Sidewalk Talk volunteers, seated, offer to chat at Fairfax. Bill O'Leary Getty for therapist Tracy Ruble, the fact that there are so many initiatives to combat loneliness "demonstrates how big the problem is." In 2015 he founded Sidewalk Talk: with some friends he sat down in the street in front of empty chairs, deployed so that those who wanted to talk with them would do so. Such was the success that transformed it into an organization, which now works in more than a dozen countries. Of the more than 4,000 volunteers involved, a quarter knew the project because they were "heard" and now want to return the help received. Volunteers are trained on the basics of mental crises and empathy. In the four years that they have been running, they have only had two negative episodes, according to Ruble.

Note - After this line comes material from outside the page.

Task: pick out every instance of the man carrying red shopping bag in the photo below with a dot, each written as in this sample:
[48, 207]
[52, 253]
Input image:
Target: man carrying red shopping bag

As for the profit that some enterprises are generating with what is now considered a disease, the therapist responds that she does not want to judge clients willing to pay, but that when you do, “there is a dynamic of power that does not exist in activities free, where we are all the same.” For her, although these projects are part of the solution, what must be achieved is that people receive decent salaries. “When you have three jobs to be able to subsist, you are exhausted and you don't feel like getting together with anyone. In addition, we have to build an infrastructure for people in need. It cannot be the level of beggars in the street,” says the woman from San Francisco, where the number of homeless people has grown by 17% in the last two years, reaching 8,011. One inhabitant of every 100 has no roof.

A country without a culture of touch
“In the United States there is no culture of touch, which is a type of communication beyond words. At hug parties you can ask to be touched and learn how you like them to do it,” says Adam Paulman, a participant. Attendees, who come in pajamas to not enhance sexual desire, are usually between 35 and 70 years old. He maintains that, since he began to go, he has never witnessed a situation of abuse. "You can find someone attractive and aroused by sexual energy, but just like at an airport, you don't do anything about it here either." Before starting the party, they meet in a circle to introduce themselves and share why they have attended. This conversation explains that there cannot be a type of sexual contact. "If there is someone very excited, we ask you to feel," he concludes.